Presa/ Prey

Em teus braços sou só mais um passatempo. Sou como a rata, pelos caprichos do destino, presa às garras daquela gata. Ou mais um brinquedo nas tuas mãos, como a garrafa pet do teu cão.
Pra você eu não passo de uma presa fácil. Mas eu não ligo. Posso ser presa, mastigada, largada. Comida, possuída. Meu único medo é o de amar pouco. É o de me entregar não querendo.

Prey

In your arms I’m just a play by play. I’m like a mouse, by the whims of fate, arrested to the claws of cat. Or just a toy in your hands, as the pet bottle of your dog.
For you I’m just an easy prey. But I don’t care. I can be arrested, chewed, lay aside. Eaten, arrested. My only fear is to love little. It’s give me not wanting to surrender.

Limite

Outra noite daquelas e cheguei no limite. Ou vou ao banheiro e vomito. Ou escrevo.
Mas preciso expurgar essa coisa insana de alguma maneira. Como quem rasga a pele com lâmina contaminada. Sem anestesia. Desejando penetrar no mais fundo. Porque tudo aquilo que o papel não suporta é incrustado na pele, pela exigência do desejo. Tudo isso por aquele homem. Aquele que tem aquela mistura de intelecto e violência que me desarma. Aquele para quem eu disse que já não me importo. Que já me acostumei com a ausência. Mentira. Ainda que eu evite pensar nele eu o sinto. Na minha ânsia. No meu corpo. Em cada poro da minha pele.

Juntos IV

Mais uma vez. Juntos. E mais uma vez eu não quero nem te peço promessas. Porque eu nunca acreditei mesmo nas juras que eles se cansam de fazer e nunca cumprir. Mas eu ainda preciso de entrega.
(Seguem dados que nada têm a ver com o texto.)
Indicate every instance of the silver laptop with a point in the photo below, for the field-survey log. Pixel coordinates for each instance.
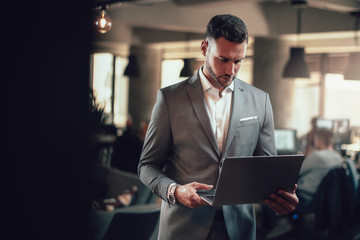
(252, 179)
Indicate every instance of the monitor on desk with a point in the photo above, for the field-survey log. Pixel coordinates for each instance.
(340, 129)
(286, 141)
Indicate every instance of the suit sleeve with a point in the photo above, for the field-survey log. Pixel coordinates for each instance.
(266, 142)
(156, 149)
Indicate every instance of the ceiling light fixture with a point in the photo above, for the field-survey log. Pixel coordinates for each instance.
(102, 21)
(297, 67)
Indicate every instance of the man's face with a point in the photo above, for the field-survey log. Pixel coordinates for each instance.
(223, 60)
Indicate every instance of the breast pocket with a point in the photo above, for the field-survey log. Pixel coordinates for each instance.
(248, 131)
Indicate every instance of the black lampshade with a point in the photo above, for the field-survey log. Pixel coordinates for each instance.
(132, 69)
(187, 70)
(353, 69)
(296, 67)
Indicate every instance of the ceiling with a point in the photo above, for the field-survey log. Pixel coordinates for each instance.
(325, 24)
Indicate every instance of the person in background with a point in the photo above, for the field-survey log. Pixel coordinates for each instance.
(310, 137)
(316, 165)
(194, 125)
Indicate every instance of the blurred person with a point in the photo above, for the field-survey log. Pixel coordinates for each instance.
(316, 165)
(127, 149)
(194, 125)
(310, 137)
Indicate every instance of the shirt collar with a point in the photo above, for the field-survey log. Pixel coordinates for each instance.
(206, 85)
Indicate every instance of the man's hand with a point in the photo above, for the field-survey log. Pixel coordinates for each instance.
(186, 194)
(283, 202)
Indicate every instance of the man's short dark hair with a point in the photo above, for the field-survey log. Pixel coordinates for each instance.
(228, 26)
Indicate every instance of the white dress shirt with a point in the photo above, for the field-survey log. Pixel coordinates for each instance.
(218, 108)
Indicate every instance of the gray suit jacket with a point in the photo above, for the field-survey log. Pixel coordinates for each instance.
(181, 147)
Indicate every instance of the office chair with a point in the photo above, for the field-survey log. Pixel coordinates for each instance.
(135, 223)
(333, 205)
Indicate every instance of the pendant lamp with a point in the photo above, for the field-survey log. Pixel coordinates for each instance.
(297, 67)
(102, 21)
(132, 69)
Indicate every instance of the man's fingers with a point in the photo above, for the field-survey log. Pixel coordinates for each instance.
(199, 186)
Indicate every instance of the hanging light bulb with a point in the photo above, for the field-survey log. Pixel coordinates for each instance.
(102, 21)
(296, 67)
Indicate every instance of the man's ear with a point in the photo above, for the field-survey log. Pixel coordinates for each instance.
(204, 46)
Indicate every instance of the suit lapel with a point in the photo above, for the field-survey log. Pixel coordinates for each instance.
(238, 105)
(196, 95)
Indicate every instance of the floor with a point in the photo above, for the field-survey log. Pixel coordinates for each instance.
(303, 229)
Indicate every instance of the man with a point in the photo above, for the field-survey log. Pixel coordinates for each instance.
(194, 125)
(321, 159)
(316, 165)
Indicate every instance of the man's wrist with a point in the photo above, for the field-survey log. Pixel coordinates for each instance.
(171, 193)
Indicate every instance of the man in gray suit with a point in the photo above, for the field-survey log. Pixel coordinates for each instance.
(194, 125)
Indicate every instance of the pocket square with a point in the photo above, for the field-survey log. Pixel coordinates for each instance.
(248, 118)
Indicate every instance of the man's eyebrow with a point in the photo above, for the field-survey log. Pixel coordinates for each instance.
(225, 58)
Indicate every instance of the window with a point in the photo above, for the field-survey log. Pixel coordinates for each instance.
(110, 86)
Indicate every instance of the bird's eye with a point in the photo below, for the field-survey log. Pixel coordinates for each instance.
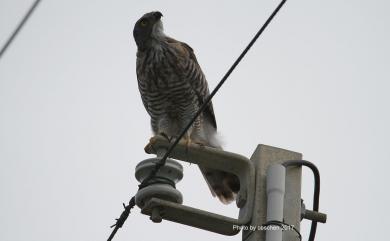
(144, 23)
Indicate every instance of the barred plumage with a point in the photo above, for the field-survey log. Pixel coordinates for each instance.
(173, 87)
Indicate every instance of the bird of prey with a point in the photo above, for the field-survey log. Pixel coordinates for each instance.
(173, 87)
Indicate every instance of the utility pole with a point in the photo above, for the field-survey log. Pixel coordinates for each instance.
(263, 157)
(269, 199)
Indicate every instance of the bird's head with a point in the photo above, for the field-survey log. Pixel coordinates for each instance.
(147, 28)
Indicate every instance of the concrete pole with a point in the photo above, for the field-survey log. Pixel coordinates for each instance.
(263, 157)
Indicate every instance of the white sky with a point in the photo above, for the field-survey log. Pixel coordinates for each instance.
(72, 124)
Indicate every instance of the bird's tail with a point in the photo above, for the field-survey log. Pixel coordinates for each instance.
(222, 184)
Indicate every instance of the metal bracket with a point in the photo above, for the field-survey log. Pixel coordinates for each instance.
(210, 158)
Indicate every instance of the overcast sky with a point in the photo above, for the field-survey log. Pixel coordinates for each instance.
(73, 127)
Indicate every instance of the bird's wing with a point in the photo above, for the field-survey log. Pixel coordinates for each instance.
(191, 70)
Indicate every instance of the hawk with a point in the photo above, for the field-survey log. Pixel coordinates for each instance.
(173, 87)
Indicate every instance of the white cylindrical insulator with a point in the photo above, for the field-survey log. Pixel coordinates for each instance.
(276, 176)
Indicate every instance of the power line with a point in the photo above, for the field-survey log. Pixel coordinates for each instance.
(161, 162)
(21, 24)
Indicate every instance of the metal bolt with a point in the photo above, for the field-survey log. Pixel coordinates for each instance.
(241, 199)
(156, 217)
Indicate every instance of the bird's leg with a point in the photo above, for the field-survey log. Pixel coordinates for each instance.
(187, 139)
(153, 140)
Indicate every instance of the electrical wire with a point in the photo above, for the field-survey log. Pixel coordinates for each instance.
(19, 27)
(162, 161)
(316, 197)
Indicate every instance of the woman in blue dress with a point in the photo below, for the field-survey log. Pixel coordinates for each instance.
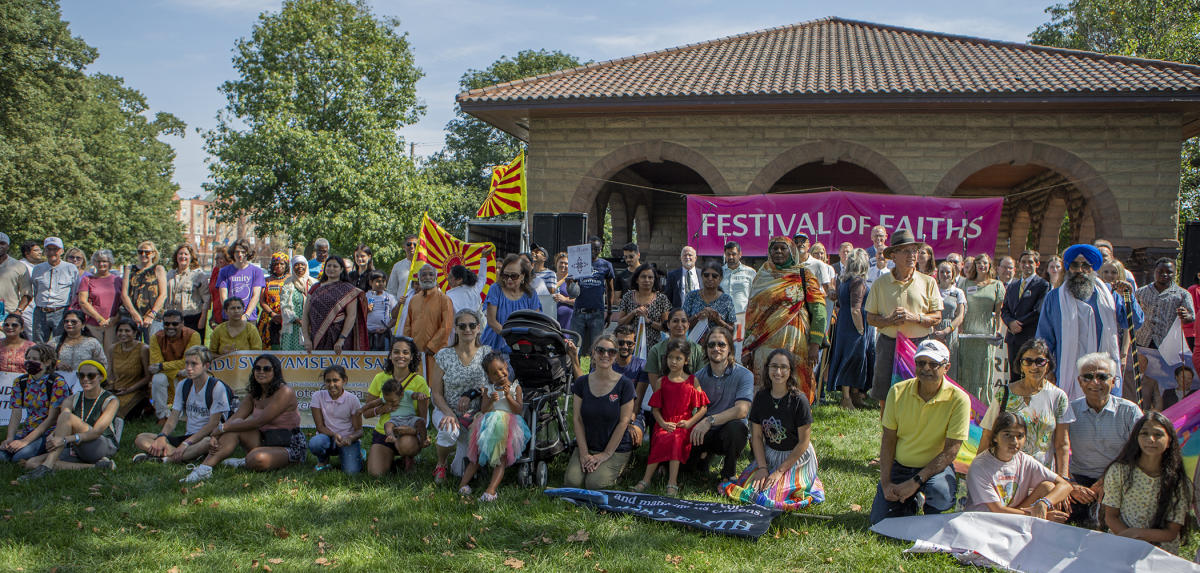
(850, 367)
(515, 294)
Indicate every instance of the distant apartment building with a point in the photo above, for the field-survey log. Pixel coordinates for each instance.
(205, 233)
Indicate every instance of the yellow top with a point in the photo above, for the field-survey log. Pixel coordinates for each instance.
(919, 294)
(923, 427)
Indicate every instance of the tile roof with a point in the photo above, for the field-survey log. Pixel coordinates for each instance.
(837, 58)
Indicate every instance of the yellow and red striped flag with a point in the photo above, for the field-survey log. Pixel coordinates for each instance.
(507, 193)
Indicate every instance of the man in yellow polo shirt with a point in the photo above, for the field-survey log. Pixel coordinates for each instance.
(925, 421)
(903, 301)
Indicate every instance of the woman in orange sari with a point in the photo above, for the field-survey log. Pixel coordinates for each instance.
(335, 313)
(786, 309)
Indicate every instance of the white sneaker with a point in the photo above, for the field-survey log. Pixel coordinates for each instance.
(199, 474)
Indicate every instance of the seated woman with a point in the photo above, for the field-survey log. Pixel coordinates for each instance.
(36, 398)
(400, 429)
(1006, 480)
(84, 436)
(601, 412)
(131, 368)
(1146, 489)
(235, 333)
(339, 421)
(267, 426)
(207, 403)
(784, 471)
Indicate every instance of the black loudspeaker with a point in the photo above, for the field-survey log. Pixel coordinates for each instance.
(1191, 254)
(556, 231)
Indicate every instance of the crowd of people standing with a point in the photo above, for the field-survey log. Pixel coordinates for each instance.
(1065, 362)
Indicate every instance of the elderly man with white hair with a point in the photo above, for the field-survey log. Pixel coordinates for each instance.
(1083, 317)
(1102, 426)
(683, 279)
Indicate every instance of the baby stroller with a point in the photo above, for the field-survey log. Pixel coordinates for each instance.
(544, 367)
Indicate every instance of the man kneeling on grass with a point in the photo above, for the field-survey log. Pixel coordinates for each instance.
(925, 420)
(207, 400)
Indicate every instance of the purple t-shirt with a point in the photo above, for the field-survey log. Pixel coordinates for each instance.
(241, 283)
(991, 481)
(337, 412)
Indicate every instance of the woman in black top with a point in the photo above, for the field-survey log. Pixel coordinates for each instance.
(603, 410)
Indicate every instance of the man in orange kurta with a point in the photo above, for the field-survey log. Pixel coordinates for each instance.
(430, 314)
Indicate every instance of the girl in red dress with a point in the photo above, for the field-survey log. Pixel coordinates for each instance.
(677, 405)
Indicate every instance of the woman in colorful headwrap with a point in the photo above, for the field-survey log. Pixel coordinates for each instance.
(292, 300)
(336, 311)
(784, 471)
(269, 314)
(786, 309)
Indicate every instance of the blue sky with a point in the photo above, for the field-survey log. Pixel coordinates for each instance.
(178, 52)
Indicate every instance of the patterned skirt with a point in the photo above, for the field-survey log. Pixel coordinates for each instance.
(798, 488)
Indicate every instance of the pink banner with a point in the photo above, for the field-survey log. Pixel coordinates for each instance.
(834, 217)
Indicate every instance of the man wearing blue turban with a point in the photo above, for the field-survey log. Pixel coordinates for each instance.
(1083, 317)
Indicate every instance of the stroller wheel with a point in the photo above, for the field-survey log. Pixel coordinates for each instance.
(525, 477)
(541, 474)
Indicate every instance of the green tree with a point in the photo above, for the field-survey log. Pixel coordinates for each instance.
(309, 140)
(473, 146)
(1155, 29)
(78, 158)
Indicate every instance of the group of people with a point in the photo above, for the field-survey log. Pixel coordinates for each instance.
(666, 368)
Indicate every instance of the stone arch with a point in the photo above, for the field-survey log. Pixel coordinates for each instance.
(655, 151)
(831, 151)
(1080, 174)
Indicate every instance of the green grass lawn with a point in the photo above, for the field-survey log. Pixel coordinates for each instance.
(141, 518)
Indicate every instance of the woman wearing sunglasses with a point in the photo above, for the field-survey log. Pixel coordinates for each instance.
(84, 436)
(1041, 404)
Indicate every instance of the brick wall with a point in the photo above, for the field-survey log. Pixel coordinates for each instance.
(1126, 166)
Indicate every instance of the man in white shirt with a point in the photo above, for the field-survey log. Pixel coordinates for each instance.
(737, 278)
(397, 281)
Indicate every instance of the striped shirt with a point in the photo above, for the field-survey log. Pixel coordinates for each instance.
(1097, 436)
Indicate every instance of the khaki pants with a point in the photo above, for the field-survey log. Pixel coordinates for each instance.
(605, 476)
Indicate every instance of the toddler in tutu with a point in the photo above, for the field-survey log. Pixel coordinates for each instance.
(498, 434)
De verdades, intensidades e sentimentos completos. Tenho horror de qualquer coisa pela metade. E talvez você não perceba, mas eu sou toda urgência, “o meu coração selvagem tem essa pressa de viver”. E eu ainda não sei porque, mas só pra você eu me dou assim, tão inteira. Dou meu corpo, meu desejo. Minha alma. Meu amor. Pra você fazer o que quiser. Mesmo sabendo que vai doer outra vez. Eu não me engano. Sei que esse amor é contramão, que nosso desejo é leviano. Mas é que enquanto você é calmo, e sabe o tempo das coisas, sabe “que o amor não tem pressa, ele pode esperar”, eu ainda sou cheia de sonhos, desejos e rompantes. E tem certas coisas sobre mim que nem eu mesma sei lidar. Por trás do meu sorriso residem inseguranças e dúvidas. Mas ainda é com você que o máximo da mulher em mim transborda. De alguma forma, é só com você que me sinto mais minha.

(In) decência

Ainda me pergunto como pôde me deixar assim. Será que não vê que, depois da sua partida, cada noite é uma tortura? Qualquer outro homem teria o mínimo de decência. Qualquer outro não me deixaria. Ou, pelo menos, me deixaria com mais cuidado. Me daria banho, enxugaria minhas lágrimas, me colocaria para dormir e me cobriria ternamente antes de sair pela porta. Mas depois que você chegou eu nunca mais me importei com outros homens. E tudo que você fez foi ir embora. Como quem sai na calada da noite pela porta dos fundos porque falta coragem para encarar. Para abrir a porta da frente. Para escancarar as verdades. Felizes aqueles que preferem desviar o olhar. Felizes aqueles que não se entregam. Felizes aqueles que sentem pouco. Eu não. Em mim tudo é excesso.